Here is the photo we will work on as our reference photo:
2.1 – Correct a reference photo
Apply your processing settings to the reference photo. In our example, we will proceed as follows:
- When you open the image in DxO OpticsPro, the DxO default preset is automatically applied.
- On top of the default corrections, in the Light and Color > Contrast sub-palette, apply a Contrast correction of +10 and a Microcontrast correction of +60 to improve the overall rendering.
- In the Light and Color > Color accentuation sub-palette, boost the Vibrancy to +20 and the Saturation to +5 to enhance the colors, particularly the blue of the sky.
2.2 – Save the corrections
You will need to copy and save the corrections for the reference photo to be able to apply them to the other images in the series.

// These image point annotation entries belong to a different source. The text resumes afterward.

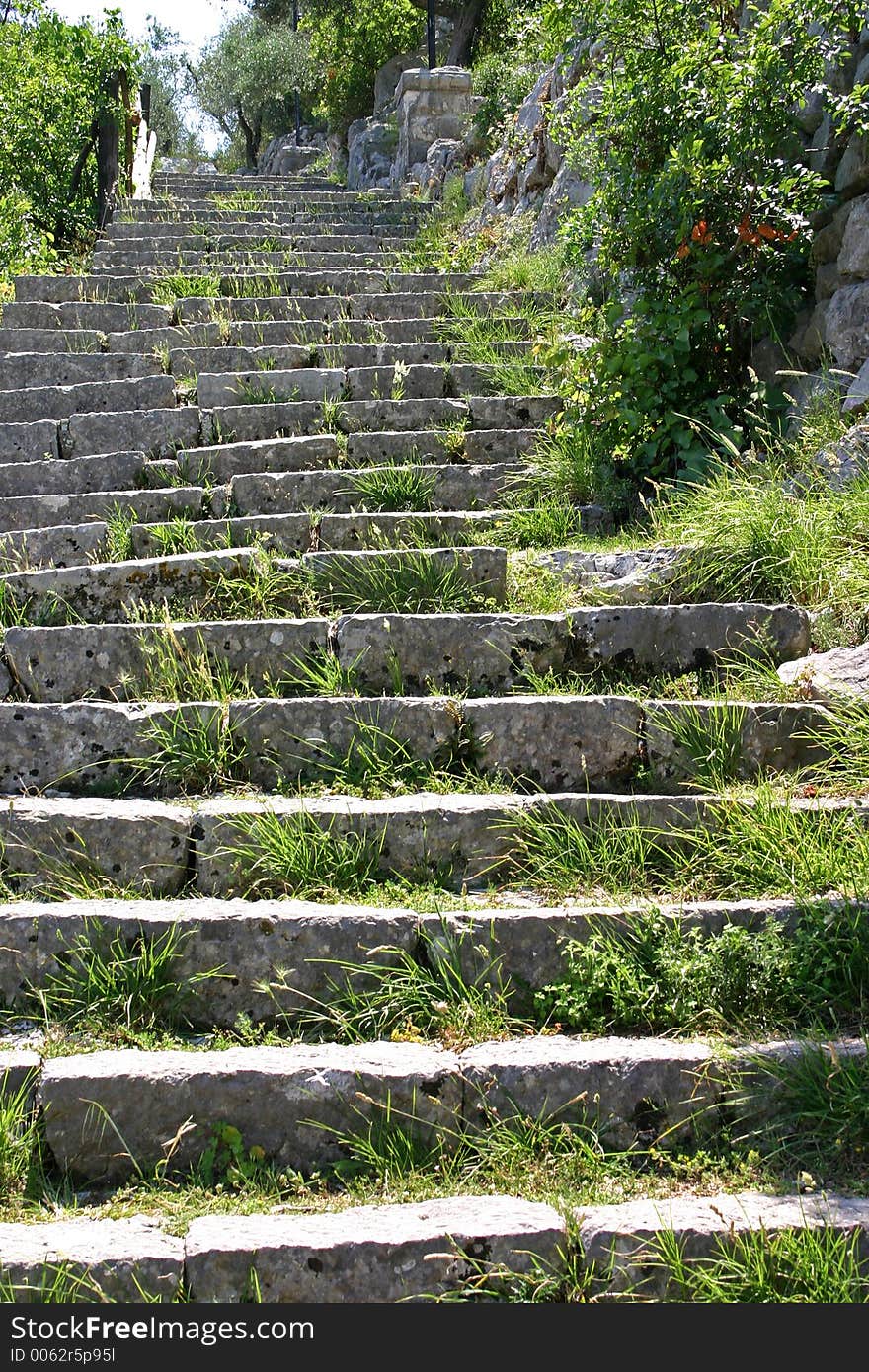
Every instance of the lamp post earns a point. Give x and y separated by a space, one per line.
298 110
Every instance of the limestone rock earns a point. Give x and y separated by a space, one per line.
371 147
841 672
847 326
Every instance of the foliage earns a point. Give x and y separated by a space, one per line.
246 78
699 215
349 44
53 87
655 974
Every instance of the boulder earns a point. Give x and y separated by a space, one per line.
826 676
854 254
371 148
846 326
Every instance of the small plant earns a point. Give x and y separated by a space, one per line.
294 855
108 981
423 995
191 752
168 289
806 1266
391 489
414 584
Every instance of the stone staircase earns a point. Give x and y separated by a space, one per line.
199 478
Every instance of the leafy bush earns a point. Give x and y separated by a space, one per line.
55 83
699 215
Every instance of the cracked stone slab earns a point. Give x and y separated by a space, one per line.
91 1259
294 1104
112 660
373 1253
628 1088
133 844
619 1241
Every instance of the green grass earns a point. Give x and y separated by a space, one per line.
432 994
108 984
654 973
794 1266
190 752
412 583
294 855
179 285
393 489
743 851
760 538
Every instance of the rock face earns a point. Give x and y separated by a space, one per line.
841 672
432 106
371 147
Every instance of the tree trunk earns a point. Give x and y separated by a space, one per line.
108 155
252 140
464 34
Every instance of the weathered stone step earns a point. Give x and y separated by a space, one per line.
155 432
621 1244
55 512
84 315
58 402
27 370
454 838
252 942
52 341
548 742
236 227
284 419
486 653
294 534
234 261
373 1253
65 477
112 591
296 1102
102 1259
442 488
412 303
365 383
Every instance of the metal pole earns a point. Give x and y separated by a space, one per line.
298 105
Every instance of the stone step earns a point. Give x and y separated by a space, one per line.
488 653
442 488
84 315
52 512
242 422
71 477
67 342
361 383
58 402
619 1245
27 370
384 305
112 591
443 1249
254 940
294 1104
234 261
155 432
375 1253
546 742
295 534
235 227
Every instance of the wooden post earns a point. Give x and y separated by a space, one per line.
108 155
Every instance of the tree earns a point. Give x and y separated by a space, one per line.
246 78
58 85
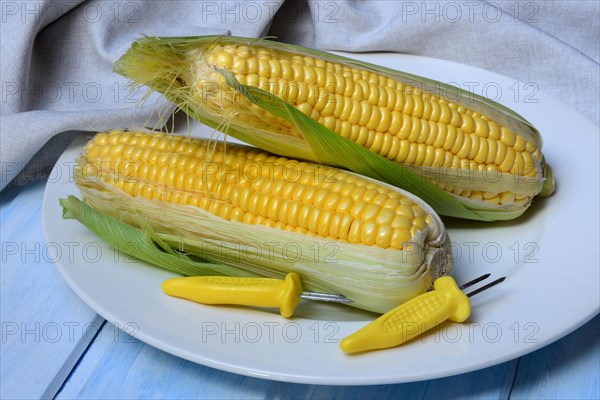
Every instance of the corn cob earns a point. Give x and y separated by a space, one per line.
210 198
483 155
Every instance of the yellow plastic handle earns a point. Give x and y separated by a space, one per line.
412 318
258 292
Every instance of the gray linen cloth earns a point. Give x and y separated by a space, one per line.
57 57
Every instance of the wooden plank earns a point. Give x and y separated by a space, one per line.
119 366
45 326
567 369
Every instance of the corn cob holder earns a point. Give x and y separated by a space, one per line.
258 292
197 207
468 157
411 319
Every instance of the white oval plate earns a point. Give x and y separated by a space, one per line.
549 256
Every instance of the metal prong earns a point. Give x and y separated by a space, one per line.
331 298
474 281
485 287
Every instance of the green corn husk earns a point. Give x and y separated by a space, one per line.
192 241
175 67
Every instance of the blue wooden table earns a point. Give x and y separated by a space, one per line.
53 345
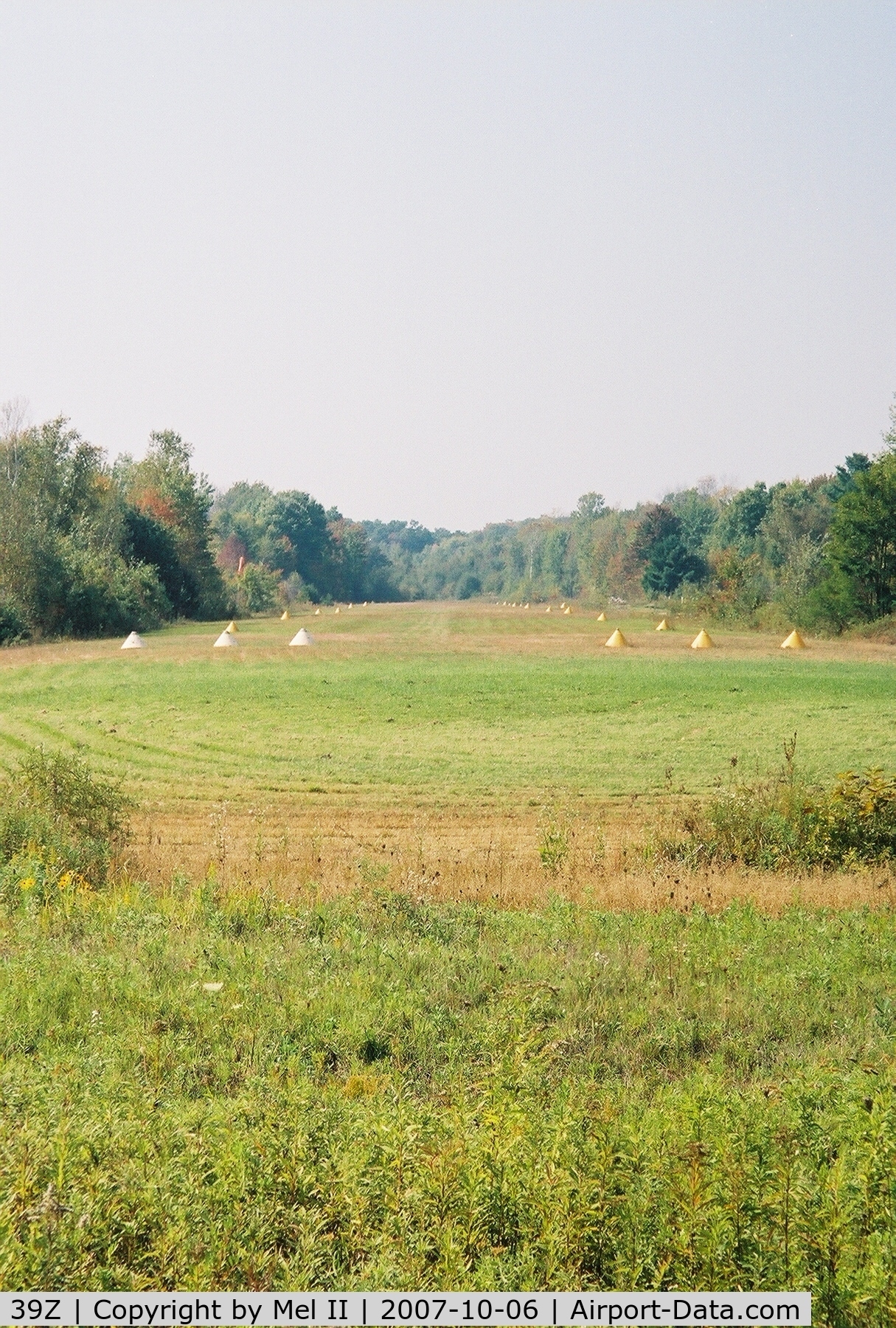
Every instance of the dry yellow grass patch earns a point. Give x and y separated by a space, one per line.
464 856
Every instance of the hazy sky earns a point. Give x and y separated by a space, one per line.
457 262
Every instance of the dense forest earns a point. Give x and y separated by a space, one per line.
91 547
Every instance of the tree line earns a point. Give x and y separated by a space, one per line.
92 547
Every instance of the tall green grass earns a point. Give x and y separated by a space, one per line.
201 1090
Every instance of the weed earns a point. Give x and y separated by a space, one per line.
58 821
555 843
785 823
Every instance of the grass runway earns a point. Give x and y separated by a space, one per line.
446 703
307 1042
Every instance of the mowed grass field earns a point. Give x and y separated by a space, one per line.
335 1027
425 745
446 702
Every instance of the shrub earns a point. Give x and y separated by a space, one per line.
59 820
783 823
13 626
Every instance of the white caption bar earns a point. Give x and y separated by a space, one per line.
345 1310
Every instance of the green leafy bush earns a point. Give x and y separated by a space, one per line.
783 823
58 821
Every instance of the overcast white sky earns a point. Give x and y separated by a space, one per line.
454 262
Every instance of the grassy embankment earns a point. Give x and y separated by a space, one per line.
242 1080
201 1092
420 745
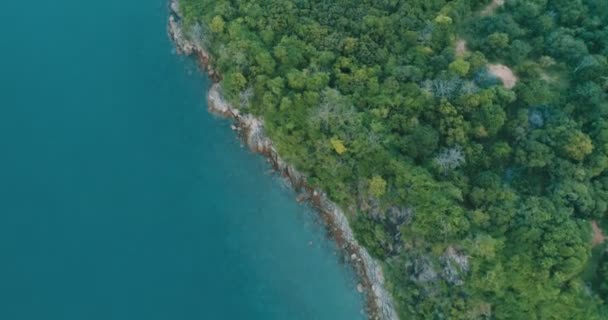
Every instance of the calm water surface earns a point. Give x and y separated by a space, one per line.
121 198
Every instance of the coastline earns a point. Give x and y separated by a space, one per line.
250 129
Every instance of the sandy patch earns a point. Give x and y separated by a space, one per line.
461 48
598 235
492 7
506 75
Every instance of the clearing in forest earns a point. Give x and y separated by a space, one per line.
598 235
492 7
461 48
506 75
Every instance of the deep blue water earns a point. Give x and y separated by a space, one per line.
122 198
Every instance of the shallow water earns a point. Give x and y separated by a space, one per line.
122 198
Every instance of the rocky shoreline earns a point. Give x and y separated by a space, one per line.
380 304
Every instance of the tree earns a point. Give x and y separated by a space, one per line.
377 186
217 24
577 145
460 67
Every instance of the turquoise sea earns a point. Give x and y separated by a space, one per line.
122 198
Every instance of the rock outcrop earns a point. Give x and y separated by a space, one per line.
251 129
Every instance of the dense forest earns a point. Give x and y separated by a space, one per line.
467 140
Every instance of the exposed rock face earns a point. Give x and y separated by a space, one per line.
455 266
251 129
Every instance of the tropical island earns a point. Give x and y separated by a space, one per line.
466 141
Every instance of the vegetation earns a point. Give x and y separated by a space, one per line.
476 198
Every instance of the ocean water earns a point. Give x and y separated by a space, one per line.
122 198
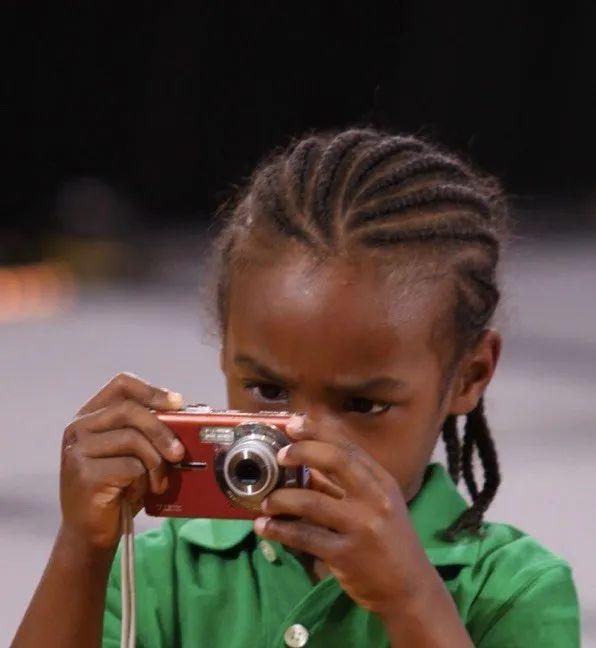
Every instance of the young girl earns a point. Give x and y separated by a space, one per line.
357 286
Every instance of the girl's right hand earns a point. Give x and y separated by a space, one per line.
115 448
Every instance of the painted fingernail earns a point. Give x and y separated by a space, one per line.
175 400
295 424
177 448
282 454
261 524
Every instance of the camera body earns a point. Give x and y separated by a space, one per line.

Temporarily save the corrections applied to the reference photo by choosing Copy correction settings in the Image menu (keyboard shortcut: Ctrl + Shift + C on a PC or Cmd + Shift + C on a Mac).
2.3 – Apply the corrections to your photo series
In the image browser, select the photos to which you want to apply these same settings.
After applying these settings, we advise you to look at each photo to make sure the rendering is what you expected. You can adjust the settings on a case-by-case basis if need be.
3- Creating and using a preset
As indicated in the preceding section, saving the correction settings by using the Copy correction settings command is temporary and cannot be used to apply the same settings to another batch of images later on.
We will now show you how to permanently save your set of custom corrections.
3.1 – Select a reference photo
We will start at the same place as in the first part: first we will select a representative image from our series which we will use to define our correction settings for the entire batch. Just as before, the DxO default preset is applied automatically, and we will once again add contrast and color corrections. Depending on the series of images that you process, you can also add other relevant corrections (for example, noise reduction for a series shot at high ISO).
3.2 – Save your corrections as a new preset
After you have applied all of the corrections that you want to your reference image, go to the Image menu and choose Create preset from current settings.
To help you find your presets more easily, we advise you to create a dedicated folder for your own custom presets, and to give each preset an explicit name to help you remember what it does. DxO Optics Pro will group your custom presets in a dedicated sub-menu.
3.3 – Apply your preset to your photo series
To apply your preset to a series of images, start by selecting all the images in the image browser that you want to correct., and then go to the Preset menu and apply the preset saved in your custom presets folder.
4- Going further: Automatically suppressing dust
One especially interesting benefit of presets is being able to create and use them to systematically correct or suppress the dust specks on your sensor and/or lens that mar all the photos you shoot.
Here’s how to automatically remove dust specks: First, take a photo of a unified color field (e.g., a clear sky, a plain wall, etc.) while closing the lens diaphragm as much as possible. This will increase the depth of field and thus show all of the dust specks. This photo will serve as your photo of reference.
Then use the Dust tool in the Detail palette to remove the dust specks.
After you’ve gotten rid of the specks, save the correction settings as a new preset (per section 3 above). This means you can get rid of all your dust specks even before you have time to clean your sensor!